Take a look in the classified here. Lots of good stuff there.
Why not get a nice Denon AV Receiver. I think they all have an option for 5-channel stereo (you just use 4). This way each speaker gets its own amp channel (less stress) and gives you flexibility to add a sub, route video through it, use as a HT centerpiece.
Tony - My thought process was to go with an integrated amp, as in the short term it may be cheaper than going with a preamp with amp combo. The disadvantage of course is you can't partially upgrade like you can with two separate units.
I took Matt's advice and called Audio Classics in N.Y. I must say, they were very polite, helpful and knowledgeable. According to them, McIntosh has never made an intergrated amp with A/B speaker selection with the ability to engage both at the same time. That's what they told me anyway.
They mentioned an intergrated amp that on paper seems to suit my needs perfectly. The problem is it would put me over budget, thus I would have to wait two or three months to purchase.

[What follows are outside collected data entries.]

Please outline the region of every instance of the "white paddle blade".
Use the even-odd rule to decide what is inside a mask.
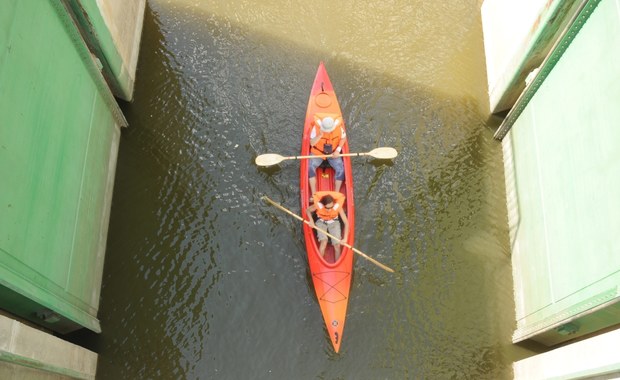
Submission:
[[[381,160],[389,160],[396,157],[398,155],[398,152],[394,148],[383,147],[371,150],[370,152],[368,152],[368,155]]]
[[[279,164],[280,162],[282,162],[283,159],[284,157],[280,156],[279,154],[267,153],[261,154],[260,156],[256,157],[256,160],[254,160],[254,162],[258,166],[271,166]]]

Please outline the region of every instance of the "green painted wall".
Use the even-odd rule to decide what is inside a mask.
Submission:
[[[99,291],[126,122],[62,1],[0,12],[0,308],[100,331]],[[45,322],[37,312],[60,316]]]
[[[620,0],[592,3],[503,141],[515,341],[620,323]]]

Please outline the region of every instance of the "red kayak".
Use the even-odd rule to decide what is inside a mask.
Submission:
[[[310,133],[314,115],[316,114],[337,114],[342,115],[336,93],[329,80],[323,62],[312,85],[306,121],[301,143],[301,155],[310,154]],[[344,128],[344,123],[343,123]],[[349,143],[346,142],[341,153],[349,153]],[[355,230],[355,207],[353,202],[353,176],[351,171],[350,157],[342,157],[344,160],[345,179],[340,188],[340,192],[346,197],[344,210],[349,220],[349,236],[347,243],[353,246]],[[300,186],[301,186],[301,210],[304,218],[305,210],[310,205],[310,187],[308,184],[308,160],[301,160]],[[319,167],[317,169],[317,192],[334,191],[334,169],[331,167]],[[334,247],[330,243],[327,245],[325,257],[319,253],[319,245],[315,231],[306,223],[303,224],[304,239],[306,243],[306,253],[312,274],[312,282],[316,292],[321,313],[325,320],[327,333],[332,341],[334,350],[340,350],[342,342],[342,332],[347,314],[347,304],[349,303],[349,292],[351,290],[351,277],[353,275],[353,255],[351,249],[341,245],[341,254],[338,261],[334,262]],[[344,232],[344,229],[342,229]]]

Considering my "four speaker desire" along with also needing a very good phono preamp, they highly recommend the Marantz PM-11S3. It list for $5K, and they offered me what I thought was a very respectable discount. (Even though I am new, I understand one should never publicily quote what a dealer will offer a customer. Very taboo and unfair).
I spent about an hour today researching this unit, and it may be worth the wait for me financially. It seems to have everything I want, and the consensus of reviews are very nice. Again it's more than I initially want to spend, but if there is one thing that I have learned at age 47 is that we ultimately get what we pay for the majority of the time.

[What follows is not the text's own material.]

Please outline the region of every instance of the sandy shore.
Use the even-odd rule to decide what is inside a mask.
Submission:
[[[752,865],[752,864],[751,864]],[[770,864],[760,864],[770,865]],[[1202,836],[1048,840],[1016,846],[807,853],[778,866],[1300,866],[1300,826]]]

I know Marantz is a very good line, with loyal customer following. Upon a purchase of the PM-11S3, I could see myself possibly getting next year one of their nice vintage FM tuners.

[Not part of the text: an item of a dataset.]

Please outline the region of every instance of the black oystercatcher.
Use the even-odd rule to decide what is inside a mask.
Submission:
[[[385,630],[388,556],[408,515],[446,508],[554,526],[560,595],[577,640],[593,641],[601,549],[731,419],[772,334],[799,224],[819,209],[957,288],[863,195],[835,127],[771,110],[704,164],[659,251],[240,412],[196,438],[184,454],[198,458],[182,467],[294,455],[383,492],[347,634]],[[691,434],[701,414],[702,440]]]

I don't mean to sound like I have made up my mind, just saying I am headed in that direction and seriously considering it. My question though is IF I were to decide to go with this unit, should I audition it locally (there are a few Marantz dealers in my area) just to buy from Audio Classics? I guess the common sense approach is to go with whomever is cheaper, but I just can't lay down thousands of dollars of cash without hearing it first.
Brad, I understand your situation with regard to who to buy it from.
I would whole heartedly recommend listening to the unit (and an in home audition if possible) before buying, because $5K is a lot of money.
I've never dealt with those guys in N.Y. so I can't comment; but I will say this. I have bought gear, mostly speakers, knowing that I was paying too much just to be able to give the business to the local guy that took the time to help me out, when it involved more than just a phone call.
As for the Marantz unit, I've never heard that one either, so again, can't comment. I'd just urge you to check out the classifieds here, before making a final decision.
Not that I'm arguing against the Marantz, I'd just like to see you get the biggest bang for the buck, especially since you are saving up to make the purchase. I sounds like you don't have lots of disposable income laying around.
A couple of things that I've come across lately really gives me pause when it comes to buying stuff new. The first was when I was researching Aragon 28K pre amps. I found that they were selling for over $1K new when they were mainstream, then were selling for around half price when they were discontinued.
Another example is the price at which Jaton was selling some of their equipment, in what I believe was an inventory reduction sale, again at half price.
I just think it kind of reflects how much mark up there is in the gear.